Bu son söylediğim belki bugün için bir temenni ancak çok da uzak olmayan kaçınılmaz bir gelecek! 

Ve o gün geldiğinde…

Tarih, Filistin halkının destansı direnişini, bu direnişe destek veren milletleri ve liderleri asla unutmayacak…

Erşan Kuneri Olmuş mu?

En sonda söyleyeceğimi en başta söyleyeyim: Olmuş!

Bu haftanın önceden planlanan röportaj ve toplantılardan çok yoğun geçeceğini bildiğim için hafta sonunu bol bol dinlenerek, enerji depolayarak geçirdim. 

Eşlikçim de Erşan Kuneri’ydi. 

İlk sezonu beklentimin üzerindeydi.

Peki bu sezon?

Her şeyde olduğu gibi Erşan Kuneri’de de ikiye bölünmüşlük vardı sosyal medyada. Bir kısım oldukça beğendiğini söylerken bir kısım ise Cem Yılmaz’ın artık komik olmadığını söylüyordu. 

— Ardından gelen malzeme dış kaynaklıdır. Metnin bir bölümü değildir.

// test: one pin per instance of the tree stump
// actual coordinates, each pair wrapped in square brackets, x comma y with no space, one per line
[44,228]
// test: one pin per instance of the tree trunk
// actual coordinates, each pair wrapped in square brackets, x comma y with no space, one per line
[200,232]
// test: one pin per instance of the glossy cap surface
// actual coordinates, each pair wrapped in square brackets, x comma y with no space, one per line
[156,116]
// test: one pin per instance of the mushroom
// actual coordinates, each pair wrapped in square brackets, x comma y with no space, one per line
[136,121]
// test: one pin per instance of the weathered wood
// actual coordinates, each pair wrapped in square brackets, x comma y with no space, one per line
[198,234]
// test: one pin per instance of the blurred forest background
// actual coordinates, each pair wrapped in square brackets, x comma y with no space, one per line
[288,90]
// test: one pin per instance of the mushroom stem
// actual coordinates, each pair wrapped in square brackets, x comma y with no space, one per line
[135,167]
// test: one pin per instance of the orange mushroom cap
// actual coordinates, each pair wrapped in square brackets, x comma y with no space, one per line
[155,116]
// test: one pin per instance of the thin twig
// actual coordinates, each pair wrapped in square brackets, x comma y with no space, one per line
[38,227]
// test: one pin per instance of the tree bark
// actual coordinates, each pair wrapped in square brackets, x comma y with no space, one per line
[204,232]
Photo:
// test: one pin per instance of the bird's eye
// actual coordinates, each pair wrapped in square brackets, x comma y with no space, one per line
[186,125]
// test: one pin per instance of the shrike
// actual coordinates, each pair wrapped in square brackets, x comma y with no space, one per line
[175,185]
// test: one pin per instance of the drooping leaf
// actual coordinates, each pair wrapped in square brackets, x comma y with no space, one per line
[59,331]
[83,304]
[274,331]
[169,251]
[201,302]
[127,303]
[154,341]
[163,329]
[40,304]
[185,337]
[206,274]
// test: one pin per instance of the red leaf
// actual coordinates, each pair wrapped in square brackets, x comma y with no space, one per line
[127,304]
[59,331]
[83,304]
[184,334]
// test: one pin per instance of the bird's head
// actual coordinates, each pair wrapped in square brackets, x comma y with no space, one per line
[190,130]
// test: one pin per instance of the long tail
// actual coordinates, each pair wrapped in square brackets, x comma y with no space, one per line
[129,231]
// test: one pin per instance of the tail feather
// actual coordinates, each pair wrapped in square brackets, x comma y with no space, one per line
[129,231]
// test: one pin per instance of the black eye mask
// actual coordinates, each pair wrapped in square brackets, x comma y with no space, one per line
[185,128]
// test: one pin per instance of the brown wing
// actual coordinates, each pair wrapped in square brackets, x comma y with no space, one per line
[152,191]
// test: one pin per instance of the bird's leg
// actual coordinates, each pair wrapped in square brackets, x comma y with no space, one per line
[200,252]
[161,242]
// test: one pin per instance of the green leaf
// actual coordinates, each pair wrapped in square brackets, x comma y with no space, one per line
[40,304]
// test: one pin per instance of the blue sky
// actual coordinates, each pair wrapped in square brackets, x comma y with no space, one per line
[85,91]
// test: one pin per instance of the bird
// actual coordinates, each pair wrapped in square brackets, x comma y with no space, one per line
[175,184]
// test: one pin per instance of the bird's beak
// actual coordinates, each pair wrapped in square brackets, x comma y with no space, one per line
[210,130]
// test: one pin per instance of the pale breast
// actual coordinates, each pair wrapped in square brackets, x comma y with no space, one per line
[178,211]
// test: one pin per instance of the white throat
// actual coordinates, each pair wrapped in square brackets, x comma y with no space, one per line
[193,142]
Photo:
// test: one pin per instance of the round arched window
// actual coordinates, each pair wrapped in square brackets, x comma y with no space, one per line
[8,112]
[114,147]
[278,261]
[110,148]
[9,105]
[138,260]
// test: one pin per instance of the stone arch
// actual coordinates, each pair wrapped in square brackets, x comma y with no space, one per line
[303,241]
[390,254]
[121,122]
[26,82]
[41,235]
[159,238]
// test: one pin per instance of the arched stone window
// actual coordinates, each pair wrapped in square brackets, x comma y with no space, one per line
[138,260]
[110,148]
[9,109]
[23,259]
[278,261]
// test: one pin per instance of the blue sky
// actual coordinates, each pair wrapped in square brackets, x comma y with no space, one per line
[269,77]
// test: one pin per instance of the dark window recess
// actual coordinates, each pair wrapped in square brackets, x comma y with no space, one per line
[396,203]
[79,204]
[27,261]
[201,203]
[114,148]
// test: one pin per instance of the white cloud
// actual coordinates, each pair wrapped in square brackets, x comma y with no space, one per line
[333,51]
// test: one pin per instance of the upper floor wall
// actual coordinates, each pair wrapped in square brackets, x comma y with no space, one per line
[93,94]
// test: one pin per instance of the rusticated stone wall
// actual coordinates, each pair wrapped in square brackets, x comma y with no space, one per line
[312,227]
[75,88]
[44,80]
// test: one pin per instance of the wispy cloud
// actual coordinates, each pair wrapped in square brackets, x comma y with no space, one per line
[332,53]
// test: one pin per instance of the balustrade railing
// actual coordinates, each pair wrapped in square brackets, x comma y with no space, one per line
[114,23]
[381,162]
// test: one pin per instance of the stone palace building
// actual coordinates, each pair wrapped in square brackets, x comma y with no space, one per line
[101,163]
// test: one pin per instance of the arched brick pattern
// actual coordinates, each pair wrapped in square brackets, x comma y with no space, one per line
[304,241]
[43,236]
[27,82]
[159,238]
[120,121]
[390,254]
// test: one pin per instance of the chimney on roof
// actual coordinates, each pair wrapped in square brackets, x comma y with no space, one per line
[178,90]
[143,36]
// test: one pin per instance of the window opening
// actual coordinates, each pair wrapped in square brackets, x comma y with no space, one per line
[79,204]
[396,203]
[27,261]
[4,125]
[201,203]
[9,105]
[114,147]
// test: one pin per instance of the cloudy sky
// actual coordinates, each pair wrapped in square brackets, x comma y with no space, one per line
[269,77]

Vallahi kim ne derse desin, ben Erşan Kuneri’nin ikinci sezonunu da en az ilk sezonu kadar hatta daha fazla beğendim. 

Sosyal mesajlar, göndermeli espriler, yerinde taşlamalar, ufak tefek hınzırlıklar, oyunculuklar ve dönem işlerinin en önemli parçası dekor… 

Cem Yılmaz bence çok ince bir işçilik çıkarmış. 

Hele hele Erşan Kuneri’nin yaşlılığı…

Sanıyorum Cem Yılmaz’ın imza rollerinden biri olacak… 

Herkesin fikrine elbette saygı duyuyorum. Ama ben hafta sonu keyifli bir 5 saat geçirdim.

Ve bence Erşan Kuneri’nin ikinci sezonu da olmuş.

Ama bu sonuçta sanat. Pizza değil ki!

Herkesi mutlu etmesini bekleyemeyiz değil mi?